Kalian pernah tidak tiba-tiba merasa sesak, dada seperti di timpa gumpalan besar dan berat. Sesak dan menyakitkan. Tapi tidak bisa menangis. Aku. Aku merasakannya sekarang. 

Aku melangkah ke meja rias. Duduk di kursi depan meja rias. Bergetar tanganku membaca huruf demi huruf di undangan itu. Menunduk dengan sesak. Saat itulah. Saat mataku memanas, butiran bening itu meluncur jatuh di undangan, menyusul butiran bening lainnya, melunturkan tulisan di undangan itu. Hp ku bergetar.

Drrrttt... drrrttt...

Dengan tangan bergetar kubuka Hpku. 

“Dek, udah dapat undangan nikahan abang kan? Kamu datang ya pas akad, di masjid dekat rumah”

Aku lemas, menelungkupkan wajahku di meja rias. Aku menangis sesenggukan.


****


Kalau saat jatuh cinta perasaan akan dibawa terbang ke awan, berwarna indah sekali. Maka saat patah hati, perasaan seperti dihempaskan dari ketinggian. Hancur tak berbentuk. Saat lebaran tiba pun aku merasa jadi lebaran paling berat yang kurasakan.
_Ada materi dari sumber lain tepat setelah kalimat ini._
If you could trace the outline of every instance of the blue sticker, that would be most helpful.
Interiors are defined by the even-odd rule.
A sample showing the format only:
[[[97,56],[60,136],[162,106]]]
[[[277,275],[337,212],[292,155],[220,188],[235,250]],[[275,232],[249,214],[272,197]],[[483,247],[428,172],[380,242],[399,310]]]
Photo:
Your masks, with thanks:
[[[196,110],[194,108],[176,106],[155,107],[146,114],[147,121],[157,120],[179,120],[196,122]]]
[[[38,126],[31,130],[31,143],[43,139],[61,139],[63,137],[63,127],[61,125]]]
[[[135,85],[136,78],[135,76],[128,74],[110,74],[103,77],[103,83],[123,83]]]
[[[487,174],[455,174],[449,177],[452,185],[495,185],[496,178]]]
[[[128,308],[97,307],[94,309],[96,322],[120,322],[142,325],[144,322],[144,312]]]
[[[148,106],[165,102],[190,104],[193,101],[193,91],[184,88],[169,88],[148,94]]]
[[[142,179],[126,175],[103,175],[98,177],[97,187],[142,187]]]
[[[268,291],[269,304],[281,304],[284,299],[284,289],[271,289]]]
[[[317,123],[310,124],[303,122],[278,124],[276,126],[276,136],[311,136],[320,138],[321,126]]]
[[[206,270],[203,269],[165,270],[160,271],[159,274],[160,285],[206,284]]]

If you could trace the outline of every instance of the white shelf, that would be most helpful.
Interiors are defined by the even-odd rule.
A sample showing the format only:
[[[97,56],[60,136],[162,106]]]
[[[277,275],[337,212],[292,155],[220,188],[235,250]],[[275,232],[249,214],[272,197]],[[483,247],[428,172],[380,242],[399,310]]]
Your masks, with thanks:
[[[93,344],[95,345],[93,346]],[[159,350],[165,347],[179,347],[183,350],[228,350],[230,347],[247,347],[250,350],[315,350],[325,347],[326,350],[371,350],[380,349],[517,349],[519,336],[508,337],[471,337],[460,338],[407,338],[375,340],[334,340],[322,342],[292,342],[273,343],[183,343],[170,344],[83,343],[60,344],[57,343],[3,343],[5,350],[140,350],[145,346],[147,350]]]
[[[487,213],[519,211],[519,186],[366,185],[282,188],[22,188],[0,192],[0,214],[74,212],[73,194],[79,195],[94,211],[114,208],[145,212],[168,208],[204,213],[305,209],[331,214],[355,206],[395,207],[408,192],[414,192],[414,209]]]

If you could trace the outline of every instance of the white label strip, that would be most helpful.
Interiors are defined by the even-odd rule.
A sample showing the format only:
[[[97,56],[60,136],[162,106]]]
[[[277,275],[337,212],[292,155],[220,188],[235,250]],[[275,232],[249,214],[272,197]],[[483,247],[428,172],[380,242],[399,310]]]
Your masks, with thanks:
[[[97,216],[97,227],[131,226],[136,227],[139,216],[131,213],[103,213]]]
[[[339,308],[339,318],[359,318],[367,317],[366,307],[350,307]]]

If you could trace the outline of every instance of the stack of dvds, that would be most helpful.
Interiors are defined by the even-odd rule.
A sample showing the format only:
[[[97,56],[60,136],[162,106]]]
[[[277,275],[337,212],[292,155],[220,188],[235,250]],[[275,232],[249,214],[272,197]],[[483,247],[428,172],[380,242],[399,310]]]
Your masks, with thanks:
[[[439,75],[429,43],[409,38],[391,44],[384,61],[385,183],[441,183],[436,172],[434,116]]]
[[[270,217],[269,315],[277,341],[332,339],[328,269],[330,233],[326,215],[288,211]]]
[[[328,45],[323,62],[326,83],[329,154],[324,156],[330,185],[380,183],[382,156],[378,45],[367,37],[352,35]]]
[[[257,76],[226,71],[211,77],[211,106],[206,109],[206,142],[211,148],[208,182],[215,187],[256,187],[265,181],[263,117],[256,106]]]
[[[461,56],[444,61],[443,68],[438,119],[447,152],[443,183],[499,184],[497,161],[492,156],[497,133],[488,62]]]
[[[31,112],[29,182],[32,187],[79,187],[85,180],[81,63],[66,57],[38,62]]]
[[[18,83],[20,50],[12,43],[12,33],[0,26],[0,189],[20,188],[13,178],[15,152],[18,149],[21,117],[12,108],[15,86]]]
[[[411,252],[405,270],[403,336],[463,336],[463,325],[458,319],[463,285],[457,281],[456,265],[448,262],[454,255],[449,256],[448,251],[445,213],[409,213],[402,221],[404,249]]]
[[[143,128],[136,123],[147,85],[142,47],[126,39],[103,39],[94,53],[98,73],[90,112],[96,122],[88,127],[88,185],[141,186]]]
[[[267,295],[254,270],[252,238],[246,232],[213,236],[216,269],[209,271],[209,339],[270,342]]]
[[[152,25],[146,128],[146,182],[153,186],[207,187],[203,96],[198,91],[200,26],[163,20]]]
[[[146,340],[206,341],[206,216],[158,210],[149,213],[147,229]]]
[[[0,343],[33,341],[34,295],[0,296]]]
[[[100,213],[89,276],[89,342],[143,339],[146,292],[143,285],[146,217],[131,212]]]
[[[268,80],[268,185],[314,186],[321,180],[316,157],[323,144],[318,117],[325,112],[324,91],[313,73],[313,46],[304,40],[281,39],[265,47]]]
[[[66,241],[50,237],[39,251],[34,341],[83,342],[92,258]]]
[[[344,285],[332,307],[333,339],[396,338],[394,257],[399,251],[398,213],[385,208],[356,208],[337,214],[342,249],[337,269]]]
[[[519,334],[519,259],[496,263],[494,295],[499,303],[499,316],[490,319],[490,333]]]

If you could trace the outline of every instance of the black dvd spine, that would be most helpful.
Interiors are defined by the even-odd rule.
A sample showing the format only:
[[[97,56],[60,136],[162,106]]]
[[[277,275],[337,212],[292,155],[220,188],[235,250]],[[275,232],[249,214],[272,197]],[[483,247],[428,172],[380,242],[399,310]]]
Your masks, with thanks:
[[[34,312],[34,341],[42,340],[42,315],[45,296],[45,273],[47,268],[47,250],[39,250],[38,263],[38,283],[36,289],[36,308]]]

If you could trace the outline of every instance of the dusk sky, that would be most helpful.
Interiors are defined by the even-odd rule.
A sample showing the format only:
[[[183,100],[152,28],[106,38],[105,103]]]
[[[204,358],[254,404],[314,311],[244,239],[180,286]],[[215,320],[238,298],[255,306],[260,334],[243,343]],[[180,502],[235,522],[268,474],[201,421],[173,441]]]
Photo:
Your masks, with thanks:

Hari H itu tiba, suara-suara dari masjid terdengar jelas di rumahku. Aku masih bergelung dengan selimut saat itu. Malas sekali rasanya beranjak dari kasur. Hingga saat suara penghulu bertanya apakah calon pengantin laki-laki sudah siap, “Saudara Fian Adrian saya nikahkan engkau dengan ......”

Aku bangkit dari kasur, menyambar jilbab di gantungan. Berlari keluar rumah menuju masjid. Sambil berlari aku masih mendengar dengan jelas dia berucap “Saya terima nikahnya Nora Bin...........”

Aku sampai di pintu masjid saat penghulu memimpin do’a.

Selesai. Semua sudah selesai. Berakhir. 

Selama ini ada satu hal yang baru kusadari saat aku ikut terduduk di barisan belakang tamu undangan.

Sambil menunduk seolah ikut berdo’a, aku sadar satu hal. Selama ini aku hanya,  

Jatuh Cinta Sendirian.


****

*Author Pov* November 2016.


“Gitu ceritanya Mbak. Miris kan?”, Sania menunduk sambil mengaduk minumannya yang aku rasa teh hangat itu sudah dingin sekarang. Tentu saja, Sania curhat sudah dari 2 jam lalu.

“Sedih banget ya ceritaku Mbak, sampai Kamu ga bisa komen gitu?”, tanyanya lagi.

“Aku, duuuhhh, aku...” aku kehabisan kata-kata.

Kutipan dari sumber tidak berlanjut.